Rob Manfred Says Players' 89-Game Season Proposal Won't Happen and This is Beyond Ridiculous

Major League Baseball Commissioner Rob Manfred
Major League Baseball Commissioner Rob Manfred / Win McNamee/Getty Images

Does Rob Manfred even like baseball? It's bizarre thing indeed to ponder given that he's the MLB Commissioner, but given recent returns, it's actually worth asking. Because of the league and its owners' consistent demands for more and more financial concessions from players in order to start the long-delayed 2020 regular season, the idea that fans will be able to see actual games any time soon increasingly feels like a pipe dream.

The players want to play, and they're not negotiating in bad faith. Unfortunately, their latest proposal, which includes an 89-game regular season, is effectively dead on arrival in Manfred's eyes.
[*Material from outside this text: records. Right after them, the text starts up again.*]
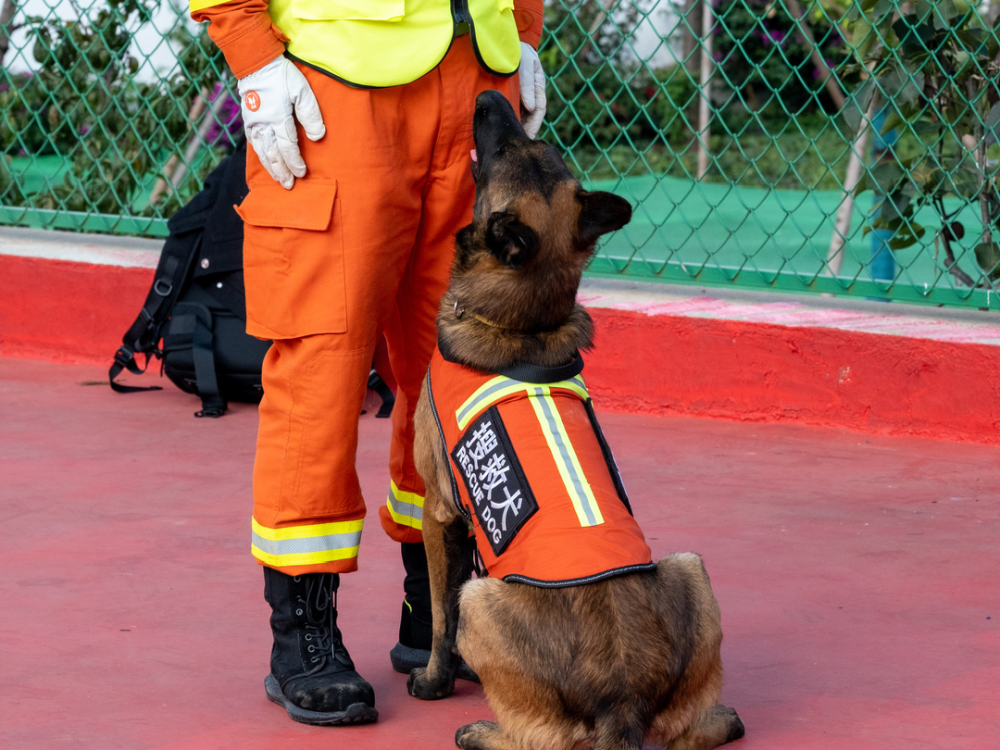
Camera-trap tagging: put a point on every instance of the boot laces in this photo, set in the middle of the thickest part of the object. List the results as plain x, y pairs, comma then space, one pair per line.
323, 637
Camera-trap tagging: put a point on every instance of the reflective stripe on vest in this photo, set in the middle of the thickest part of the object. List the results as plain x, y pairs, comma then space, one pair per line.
306, 545
378, 43
406, 508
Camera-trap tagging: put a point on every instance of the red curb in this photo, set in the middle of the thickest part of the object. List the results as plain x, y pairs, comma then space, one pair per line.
64, 311
755, 372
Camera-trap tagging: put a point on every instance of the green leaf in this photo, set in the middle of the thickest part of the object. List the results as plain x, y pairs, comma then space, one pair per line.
988, 258
992, 134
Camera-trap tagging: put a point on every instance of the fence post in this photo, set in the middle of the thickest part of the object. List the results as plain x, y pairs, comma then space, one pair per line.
704, 106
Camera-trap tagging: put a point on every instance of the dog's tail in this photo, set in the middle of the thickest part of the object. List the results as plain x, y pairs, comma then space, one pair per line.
617, 735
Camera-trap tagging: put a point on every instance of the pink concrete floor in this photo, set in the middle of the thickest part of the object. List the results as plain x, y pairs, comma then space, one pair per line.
859, 578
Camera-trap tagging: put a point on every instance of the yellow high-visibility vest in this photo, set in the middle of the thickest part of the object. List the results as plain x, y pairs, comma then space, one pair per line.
378, 43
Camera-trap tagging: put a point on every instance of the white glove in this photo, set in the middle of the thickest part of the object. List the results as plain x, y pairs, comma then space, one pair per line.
267, 98
532, 80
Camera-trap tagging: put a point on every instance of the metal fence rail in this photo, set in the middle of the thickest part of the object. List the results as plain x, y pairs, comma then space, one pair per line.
830, 146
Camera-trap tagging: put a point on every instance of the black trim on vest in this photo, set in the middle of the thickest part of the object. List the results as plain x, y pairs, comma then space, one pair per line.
609, 457
527, 373
523, 371
641, 567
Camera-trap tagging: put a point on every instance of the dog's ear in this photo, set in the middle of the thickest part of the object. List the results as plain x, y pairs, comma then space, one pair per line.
600, 213
509, 241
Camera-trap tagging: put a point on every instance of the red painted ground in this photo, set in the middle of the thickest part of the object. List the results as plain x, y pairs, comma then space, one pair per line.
859, 578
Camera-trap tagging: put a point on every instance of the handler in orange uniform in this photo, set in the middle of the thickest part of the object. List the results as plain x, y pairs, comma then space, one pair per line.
349, 236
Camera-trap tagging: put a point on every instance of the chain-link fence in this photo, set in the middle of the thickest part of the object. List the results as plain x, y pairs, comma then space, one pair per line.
830, 146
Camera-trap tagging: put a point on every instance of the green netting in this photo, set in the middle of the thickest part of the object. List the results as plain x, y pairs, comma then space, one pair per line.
799, 146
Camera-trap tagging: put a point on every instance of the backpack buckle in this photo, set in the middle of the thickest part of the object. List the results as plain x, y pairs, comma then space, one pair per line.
123, 356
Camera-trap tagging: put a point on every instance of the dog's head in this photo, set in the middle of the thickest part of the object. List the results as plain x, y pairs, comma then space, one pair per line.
519, 263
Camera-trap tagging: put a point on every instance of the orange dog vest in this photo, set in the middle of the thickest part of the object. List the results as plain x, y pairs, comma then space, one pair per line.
532, 472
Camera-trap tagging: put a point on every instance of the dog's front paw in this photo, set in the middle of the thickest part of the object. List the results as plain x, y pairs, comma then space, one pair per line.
423, 685
470, 736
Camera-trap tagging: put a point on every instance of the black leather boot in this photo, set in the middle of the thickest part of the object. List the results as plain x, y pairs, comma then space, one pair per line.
312, 674
415, 621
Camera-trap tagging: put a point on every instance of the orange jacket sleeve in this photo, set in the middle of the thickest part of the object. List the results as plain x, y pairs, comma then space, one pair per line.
529, 15
243, 31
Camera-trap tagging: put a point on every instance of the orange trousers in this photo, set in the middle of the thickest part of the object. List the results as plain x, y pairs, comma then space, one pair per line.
361, 247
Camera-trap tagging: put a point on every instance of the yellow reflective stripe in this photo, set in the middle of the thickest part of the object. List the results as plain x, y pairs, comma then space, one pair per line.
580, 493
500, 387
306, 545
194, 5
406, 508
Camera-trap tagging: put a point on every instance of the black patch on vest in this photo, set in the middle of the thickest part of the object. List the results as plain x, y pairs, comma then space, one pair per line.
497, 487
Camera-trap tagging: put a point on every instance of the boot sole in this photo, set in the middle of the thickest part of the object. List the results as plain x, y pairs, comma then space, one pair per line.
356, 713
405, 659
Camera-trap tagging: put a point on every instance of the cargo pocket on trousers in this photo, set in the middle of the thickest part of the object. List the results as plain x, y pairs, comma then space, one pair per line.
293, 259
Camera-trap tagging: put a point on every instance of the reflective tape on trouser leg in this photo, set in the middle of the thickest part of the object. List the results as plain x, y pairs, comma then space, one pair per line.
306, 545
406, 508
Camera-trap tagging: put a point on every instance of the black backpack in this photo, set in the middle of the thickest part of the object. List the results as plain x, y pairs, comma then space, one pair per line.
197, 304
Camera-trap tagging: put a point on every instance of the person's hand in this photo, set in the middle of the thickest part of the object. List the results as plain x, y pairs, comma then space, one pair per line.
532, 80
267, 99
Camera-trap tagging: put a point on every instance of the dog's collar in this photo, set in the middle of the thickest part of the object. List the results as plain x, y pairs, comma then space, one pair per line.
460, 311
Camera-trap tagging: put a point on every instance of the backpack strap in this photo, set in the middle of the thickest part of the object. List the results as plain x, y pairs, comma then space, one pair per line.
375, 383
143, 335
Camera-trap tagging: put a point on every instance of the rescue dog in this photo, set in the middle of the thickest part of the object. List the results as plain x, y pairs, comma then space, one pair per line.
609, 661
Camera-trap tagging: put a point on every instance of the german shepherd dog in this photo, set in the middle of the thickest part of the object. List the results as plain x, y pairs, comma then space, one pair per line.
612, 665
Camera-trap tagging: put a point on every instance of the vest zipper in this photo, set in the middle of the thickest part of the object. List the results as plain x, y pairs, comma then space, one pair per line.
460, 11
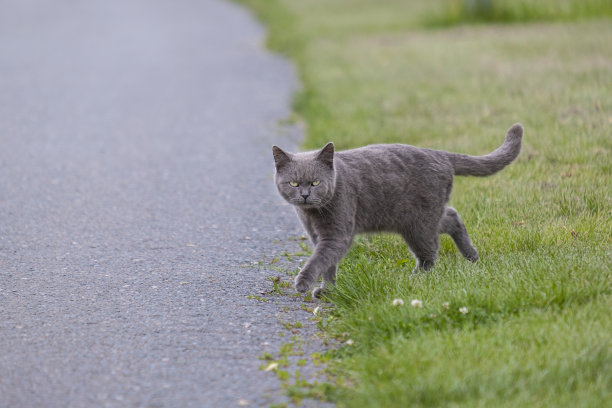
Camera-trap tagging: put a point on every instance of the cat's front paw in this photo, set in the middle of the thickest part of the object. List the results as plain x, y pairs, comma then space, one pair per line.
302, 283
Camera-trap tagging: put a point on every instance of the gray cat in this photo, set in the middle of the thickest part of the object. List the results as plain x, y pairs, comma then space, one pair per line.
394, 188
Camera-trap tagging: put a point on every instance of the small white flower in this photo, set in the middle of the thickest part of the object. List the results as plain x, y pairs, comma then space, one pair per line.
271, 366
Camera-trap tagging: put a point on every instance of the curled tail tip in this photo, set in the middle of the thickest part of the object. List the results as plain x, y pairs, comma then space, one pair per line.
515, 131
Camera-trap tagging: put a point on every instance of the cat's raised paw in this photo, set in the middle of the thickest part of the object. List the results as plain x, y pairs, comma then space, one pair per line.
318, 292
302, 284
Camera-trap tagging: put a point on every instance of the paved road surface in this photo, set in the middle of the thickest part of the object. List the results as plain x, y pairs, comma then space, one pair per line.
135, 184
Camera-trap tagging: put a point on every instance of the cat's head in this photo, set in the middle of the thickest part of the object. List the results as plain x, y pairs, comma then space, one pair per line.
306, 180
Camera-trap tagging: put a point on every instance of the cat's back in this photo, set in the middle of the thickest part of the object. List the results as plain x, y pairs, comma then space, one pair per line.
391, 158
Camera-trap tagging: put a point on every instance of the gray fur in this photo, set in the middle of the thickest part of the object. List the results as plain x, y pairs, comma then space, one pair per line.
393, 188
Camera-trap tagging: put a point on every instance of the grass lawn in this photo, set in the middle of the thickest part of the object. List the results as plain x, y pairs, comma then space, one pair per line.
536, 328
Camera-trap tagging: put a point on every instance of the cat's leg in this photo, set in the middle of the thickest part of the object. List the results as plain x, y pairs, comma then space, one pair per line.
329, 279
424, 245
324, 259
312, 234
452, 225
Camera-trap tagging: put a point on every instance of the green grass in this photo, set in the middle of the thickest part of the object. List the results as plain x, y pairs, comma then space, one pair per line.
537, 331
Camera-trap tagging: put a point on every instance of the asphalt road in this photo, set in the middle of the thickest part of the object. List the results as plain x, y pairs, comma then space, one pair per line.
135, 190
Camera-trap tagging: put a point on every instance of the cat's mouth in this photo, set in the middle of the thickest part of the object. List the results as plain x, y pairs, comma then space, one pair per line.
306, 203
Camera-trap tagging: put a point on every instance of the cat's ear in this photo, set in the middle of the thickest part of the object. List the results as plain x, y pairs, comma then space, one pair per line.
326, 155
281, 158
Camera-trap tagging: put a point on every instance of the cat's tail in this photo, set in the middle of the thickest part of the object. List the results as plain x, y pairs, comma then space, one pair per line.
493, 162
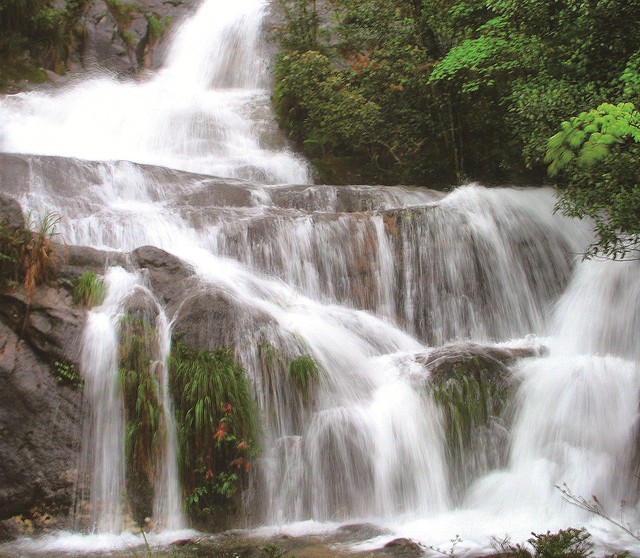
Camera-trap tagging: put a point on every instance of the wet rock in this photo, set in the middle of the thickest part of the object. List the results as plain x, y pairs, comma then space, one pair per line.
39, 416
401, 548
105, 48
358, 532
10, 212
445, 361
169, 277
78, 259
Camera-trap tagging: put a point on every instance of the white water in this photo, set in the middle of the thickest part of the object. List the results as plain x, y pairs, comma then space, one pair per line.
362, 292
206, 111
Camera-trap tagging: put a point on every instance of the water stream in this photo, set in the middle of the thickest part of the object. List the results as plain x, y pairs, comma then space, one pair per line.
368, 280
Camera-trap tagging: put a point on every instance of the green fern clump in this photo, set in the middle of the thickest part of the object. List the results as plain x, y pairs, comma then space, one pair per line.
216, 427
303, 372
89, 290
143, 409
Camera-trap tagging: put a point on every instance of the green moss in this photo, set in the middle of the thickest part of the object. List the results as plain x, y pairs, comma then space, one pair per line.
67, 374
468, 399
303, 372
89, 290
143, 409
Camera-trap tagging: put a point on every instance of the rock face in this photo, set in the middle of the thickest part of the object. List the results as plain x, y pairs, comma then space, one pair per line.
127, 47
39, 411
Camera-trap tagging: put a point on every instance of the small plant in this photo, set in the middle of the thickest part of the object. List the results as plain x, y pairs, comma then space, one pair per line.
595, 507
573, 543
303, 372
216, 426
89, 290
468, 399
272, 550
28, 254
143, 410
67, 374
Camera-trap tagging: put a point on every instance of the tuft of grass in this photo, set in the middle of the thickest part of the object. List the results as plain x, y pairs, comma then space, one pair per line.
469, 399
89, 290
303, 372
216, 426
67, 374
143, 409
28, 254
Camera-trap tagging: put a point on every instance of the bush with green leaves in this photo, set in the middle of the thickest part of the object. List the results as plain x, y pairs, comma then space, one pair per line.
89, 290
596, 156
215, 413
143, 410
438, 92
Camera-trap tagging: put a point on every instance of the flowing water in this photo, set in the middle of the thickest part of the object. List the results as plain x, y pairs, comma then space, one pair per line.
372, 282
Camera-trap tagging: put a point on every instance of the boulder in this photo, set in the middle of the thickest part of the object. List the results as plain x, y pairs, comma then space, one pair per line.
39, 410
489, 361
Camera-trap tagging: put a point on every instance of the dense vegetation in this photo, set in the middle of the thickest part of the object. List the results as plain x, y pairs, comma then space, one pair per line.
36, 34
438, 91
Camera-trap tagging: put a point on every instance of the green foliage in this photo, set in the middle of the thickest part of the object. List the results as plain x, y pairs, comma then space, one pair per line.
303, 372
419, 92
272, 550
37, 33
302, 29
67, 374
28, 254
89, 290
216, 426
468, 399
158, 27
479, 62
590, 135
571, 543
122, 12
141, 396
598, 156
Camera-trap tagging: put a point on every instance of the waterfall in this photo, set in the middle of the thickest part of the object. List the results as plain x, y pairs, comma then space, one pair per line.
375, 284
207, 111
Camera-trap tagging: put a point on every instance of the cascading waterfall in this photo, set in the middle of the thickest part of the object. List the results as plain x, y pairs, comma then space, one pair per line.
369, 281
103, 460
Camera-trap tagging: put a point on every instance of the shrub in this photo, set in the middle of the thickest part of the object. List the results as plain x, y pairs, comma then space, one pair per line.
216, 427
28, 254
141, 395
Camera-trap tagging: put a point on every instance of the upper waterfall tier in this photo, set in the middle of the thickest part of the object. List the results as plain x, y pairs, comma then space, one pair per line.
207, 111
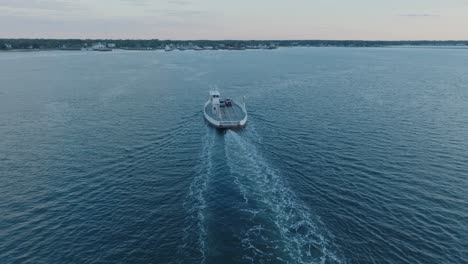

Have we actually made any progress here compared to where we were by the end of March? The owners and the MLBPA remain painfully far apart as to not just the length of the season, but also revenue sharing and player salary adjustments. There's no indication that the union's new roadmap has moved the ball forward at all.

That's on Manfred and the owners, whose own proposals have generally inflamed the state of negotiations and been met with nothing less than ire by the players on a consistent basis.

At a certain point, we're just running out of time to figure out how to play games. 162 is out the window. So is 100. Before long, a half-season in the neighborhood of 80 games will be off the table, too.

Baseball fans need a miracle, full stop. And it's not clear that Rob Manfred or the owners he represents are terribly motivated to find one.